The intention he said is that the complete production of this vaccine will be carried out in the new plant and the hope is “that in 2022 we will be able to have Abdala on the emergency use list and complete the final prequalification of the vaccine by the WHO”.

The President of BioCubaFarma noted that although the plant will be dedicated for a good part of the time to the production of Abdala, it has also been conceived in a manner that would allow for an increase in capacity to produce vaccines in Cuba’s Soberana series, he said, in the light of overseas interest and demand based on their high level of efficacy “where the delta variant predominates”.

Martínez said that the herd immunity effect observed in Cuba and the consequent trend towards a decrease in cases, deaths, and patients in intensive care, had led several countries to indicate their  interest in acquiring the vaccines. “That is why we are interested in achieving significant levels of production at this plant”.

It is expected that the WHO will meet formally this month with Cuba to discuss the inclusion of Cuban anti-COVID vaccines in its emergency list for international use.
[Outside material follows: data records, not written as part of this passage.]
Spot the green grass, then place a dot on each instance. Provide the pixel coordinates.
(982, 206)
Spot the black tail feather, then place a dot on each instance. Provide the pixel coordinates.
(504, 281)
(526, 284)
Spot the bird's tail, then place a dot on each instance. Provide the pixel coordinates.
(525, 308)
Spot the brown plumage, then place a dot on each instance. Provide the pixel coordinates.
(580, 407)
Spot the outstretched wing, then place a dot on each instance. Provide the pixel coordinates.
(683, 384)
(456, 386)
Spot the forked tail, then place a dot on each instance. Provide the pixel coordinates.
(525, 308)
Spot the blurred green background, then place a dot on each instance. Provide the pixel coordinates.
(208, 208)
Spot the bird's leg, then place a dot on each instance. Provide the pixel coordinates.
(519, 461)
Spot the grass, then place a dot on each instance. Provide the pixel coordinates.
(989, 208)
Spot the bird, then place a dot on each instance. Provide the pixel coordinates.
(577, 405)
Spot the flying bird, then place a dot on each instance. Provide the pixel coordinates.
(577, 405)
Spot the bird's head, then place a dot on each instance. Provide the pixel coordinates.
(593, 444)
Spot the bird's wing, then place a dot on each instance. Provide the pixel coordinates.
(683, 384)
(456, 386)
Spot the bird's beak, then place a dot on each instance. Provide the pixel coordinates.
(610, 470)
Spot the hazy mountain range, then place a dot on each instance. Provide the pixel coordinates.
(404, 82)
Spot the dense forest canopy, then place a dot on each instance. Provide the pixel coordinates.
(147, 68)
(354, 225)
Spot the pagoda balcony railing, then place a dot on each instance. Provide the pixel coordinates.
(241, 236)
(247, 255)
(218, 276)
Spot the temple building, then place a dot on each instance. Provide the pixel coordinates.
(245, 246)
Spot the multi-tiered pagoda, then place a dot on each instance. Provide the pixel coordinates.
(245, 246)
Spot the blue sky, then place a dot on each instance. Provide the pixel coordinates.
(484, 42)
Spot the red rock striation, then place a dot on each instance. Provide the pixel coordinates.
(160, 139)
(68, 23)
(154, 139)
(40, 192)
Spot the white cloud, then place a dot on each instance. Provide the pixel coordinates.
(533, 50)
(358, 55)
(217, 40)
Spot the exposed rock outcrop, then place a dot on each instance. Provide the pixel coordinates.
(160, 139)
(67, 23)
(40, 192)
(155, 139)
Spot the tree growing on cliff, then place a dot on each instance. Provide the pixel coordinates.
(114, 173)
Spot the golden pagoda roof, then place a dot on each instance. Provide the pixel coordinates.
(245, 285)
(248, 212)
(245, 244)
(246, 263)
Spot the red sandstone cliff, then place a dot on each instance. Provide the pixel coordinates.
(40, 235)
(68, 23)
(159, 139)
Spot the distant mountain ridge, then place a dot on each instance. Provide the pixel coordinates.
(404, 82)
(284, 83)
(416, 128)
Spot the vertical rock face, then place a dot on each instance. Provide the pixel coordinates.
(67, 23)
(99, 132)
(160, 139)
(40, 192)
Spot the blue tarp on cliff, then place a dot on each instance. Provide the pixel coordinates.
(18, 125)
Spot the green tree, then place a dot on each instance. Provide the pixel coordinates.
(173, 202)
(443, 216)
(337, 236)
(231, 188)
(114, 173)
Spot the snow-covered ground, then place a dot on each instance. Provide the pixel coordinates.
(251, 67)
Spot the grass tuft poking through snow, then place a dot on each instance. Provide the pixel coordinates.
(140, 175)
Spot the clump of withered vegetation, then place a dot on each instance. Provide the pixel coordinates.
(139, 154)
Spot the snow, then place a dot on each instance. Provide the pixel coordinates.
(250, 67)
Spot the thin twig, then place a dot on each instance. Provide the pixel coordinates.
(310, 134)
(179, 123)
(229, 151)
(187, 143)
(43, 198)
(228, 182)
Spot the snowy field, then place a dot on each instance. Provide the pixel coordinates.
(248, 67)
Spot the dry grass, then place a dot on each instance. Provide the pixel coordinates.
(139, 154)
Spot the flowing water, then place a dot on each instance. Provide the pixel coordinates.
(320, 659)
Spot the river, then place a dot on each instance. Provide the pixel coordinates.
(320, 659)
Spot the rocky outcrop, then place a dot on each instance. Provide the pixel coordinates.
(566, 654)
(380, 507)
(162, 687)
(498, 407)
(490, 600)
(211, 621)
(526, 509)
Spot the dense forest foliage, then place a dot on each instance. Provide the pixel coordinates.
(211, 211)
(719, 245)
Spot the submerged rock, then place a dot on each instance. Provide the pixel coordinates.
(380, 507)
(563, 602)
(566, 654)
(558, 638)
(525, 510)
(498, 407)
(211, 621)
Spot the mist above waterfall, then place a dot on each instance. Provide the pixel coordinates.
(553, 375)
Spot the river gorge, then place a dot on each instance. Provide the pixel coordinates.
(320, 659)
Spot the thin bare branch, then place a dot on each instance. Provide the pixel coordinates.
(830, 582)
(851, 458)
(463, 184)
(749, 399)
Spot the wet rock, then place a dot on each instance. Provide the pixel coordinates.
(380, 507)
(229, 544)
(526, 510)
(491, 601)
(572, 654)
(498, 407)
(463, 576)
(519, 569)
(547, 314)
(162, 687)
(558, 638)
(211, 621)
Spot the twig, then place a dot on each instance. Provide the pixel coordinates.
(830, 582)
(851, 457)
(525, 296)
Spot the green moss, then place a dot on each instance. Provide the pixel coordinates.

Speaking about this, the President of BioCubaFarma said that several technical meetings, videoconferences have already been held to provide information and clarify doubts, but this month the official process would begin. This, he said will lead to the delivery of a vaccine dossier which will be evaluated by an international group of experts and the WHO which will carry out on-site visits to the manufacturing facilities. 

“We have experience working with the WHO, as we have several prequalified vaccines. We know the process. We have very good exchange relations with the PAHO-WHO representation in Cuba”, Martínez said, adding that the UN health agency has already appointed the group of experts who will be engaged in the evaluation of Cuban vaccines.

According to the official media platform Cubadebate, other products from Cuba’s CIBG and BioCubaFarma will also be produced at the site. These include HeberFERON (a union of interferon alpha 2b and interferon gamma) used for forms of cancers, Jusvinza a therapeutic vaccine against hepatitis B, and the  CIMAvax-EFG, a vaccine for some forms of lung cancer. These, the online publication reported, will be introduced as finished products with patents and registrations. Other products that may also be developed and finished in the Mariel biotechnological industrial complex are aimed at cardiovascular, cerebrovascular, autoimmune diseases, and cancers.

The Roswell Park Institute of the United States has begun a clinical study of the Cuban CIMAvax-EFG vaccine.